# Philpost - Subject for Customs Examination - Medication



## gaz_0001 (May 27, 2013)

Hi Guys,

Any assistance on this?
I have a Notice Card from Philpost.

Subject for Customs Examination - They requested i go to the airport to collect the package.

I ordered some generic meds from India..... Spot Creams, and some Generic Cialis (ED Med).

Am i in trouble here?

Thanks


----------



## council (Sep 4, 2013)

No. Standard inspections and payment of some fees. Be wary - bring a list or recept of items you ordered. Somehow items miraculously disappear from seemingly sealed packages.

Sent from my SM-G925I using Tapatalk


----------



## Asian Spirit (Mar 1, 2010)

If these medications would usually require a doctor's Rx to purchase {Here or in the country of origin} I would say there are legal issues in play here that would likely get you arrested and deported. Also with medications etc, there can be duty that would need to be paid.
Another possible legal issue might be in how the package was labeled as far as content. If meds are inside and it is labeled as cookies for example that is a serious offense.

Remember where you are and that you are a foreigner. They seldom play fair here and your hide (skin) could be hung out to dry so-to-speak.
If I received a notice like that I would simply forget about going to claim it.



Jet Lag..


----------



## gaz_0001 (May 27, 2013)

Jet Lag said:


> If these medications would usually require a doctor's Rx to purchase I would say there are legal issues in play here that would likely get you arrested and deported. Also with medications etc, there can be duty that would need to be paid.
> Another possible legal issue might be in how the package was labeled as far as content. If meds are inside and it is labeled as cookies for example that is a serious offense.
> 
> Remember where you are and that you are a foreigner. They seldom play fair here and your hide (skin) could be hung out to dry so-to-speak.
> ...


Oh c**p!!

Any ideas if there are actually any legal issues relating to Cialis and my two skin meds (benzoyl peroxide & adapalene)

I would like to collect my parcel. I want it.


----------



## pakawala (Sep 10, 2014)

gaz_0001 said:


> Hi Guys,
> 
> Any assistance on this?
> I have a Notice Card from Philpost.
> ...


Nothing to worry about, It's common, just go get it.

Claiming a Parcel at EMS Exchange Center (Philpost) | Simply Rins


----------



## council (Sep 4, 2013)

If these were sent via regular airmail parcel post rather than those special (registered, etc) type, they would no longer pass through the airport customs and would be sent direct to your residence.

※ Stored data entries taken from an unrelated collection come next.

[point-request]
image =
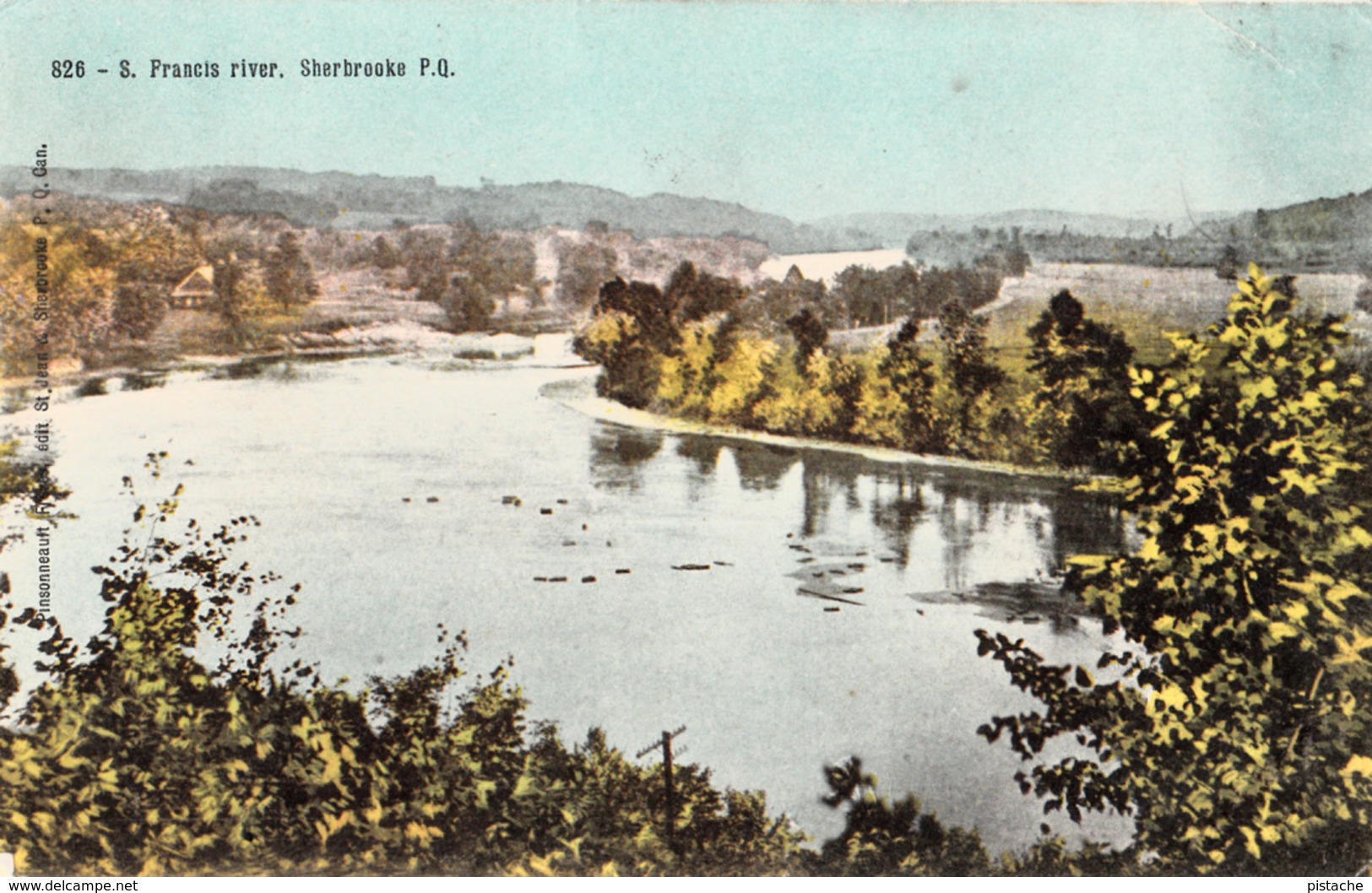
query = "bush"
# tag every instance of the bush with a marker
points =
(138, 756)
(1233, 723)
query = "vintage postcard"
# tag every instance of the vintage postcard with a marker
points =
(685, 438)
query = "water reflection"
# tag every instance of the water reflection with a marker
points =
(618, 453)
(930, 533)
(762, 467)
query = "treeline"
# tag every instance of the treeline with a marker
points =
(133, 755)
(946, 397)
(110, 270)
(1286, 241)
(1225, 717)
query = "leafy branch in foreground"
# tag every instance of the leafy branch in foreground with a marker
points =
(136, 756)
(1233, 724)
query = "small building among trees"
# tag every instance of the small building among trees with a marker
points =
(195, 290)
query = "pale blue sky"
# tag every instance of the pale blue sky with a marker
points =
(796, 109)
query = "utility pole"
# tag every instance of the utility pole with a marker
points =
(669, 787)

I experienced that in the past - I sent a small box to MNL using regular airmail and all went well. The one larger box sent a few months later via express or similar somehow attracted the attention of the customs folks - and when the package was picked up, there were many items missing.


----------



## gaz_0001 (May 27, 2013)

council said:


> If these were sent via regular airmail parcel post rather than those special (registered, etc) type, they would no longer pass through the airport customs and would be sent direct to your residence.
> 
> I experienced that in the past - I sent a small box to MNL using regular airmail and all went well. The one larger box sent a few months later via express or similar somehow attracted the attention of the customs folks - and when the package was picked up, there were many items missing.


Can anyone tell me if the Cialis are prohibited or not?

Cheers


----------



## lkarlovsky (Jan 4, 2013)

gaz_0001 said:


> Oh c**p!!
> 
> Any ideas if there are actually any legal issues relating to Cialis and my two skin meds (benzoyl peroxide & adapalene)
> 
> I would like to collect my parcel. I want it.


Go back and reread what Jet Lag said. No way would I claim that package. Remember you are not in Kansas anymore.


----------



## council (Sep 4, 2013)

gaz_0001 said:


> Can anyone tell me if the Cialis are prohibited or not?
> 
> Cheers


Strictly speaking, it's not prohibited. The notification card they send is standard. If they ask you to pay an exorbitant amount then just refuse to claim it and tell them to either return the item or destroy it.

Sent from my SM-G925I using Tapatalk


----------



## gaz_0001 (May 27, 2013)

council said:


> Strictly speaking, it's not prohibited. The notification card they send is standard. If they ask you to pay an exorbitant amount then just refuse to claim it and tell them to either return the item or destroy it.
> 
> Sent from my SM-G925I using Tapatalk



Do you have any real reference to whether or not its prohibeted?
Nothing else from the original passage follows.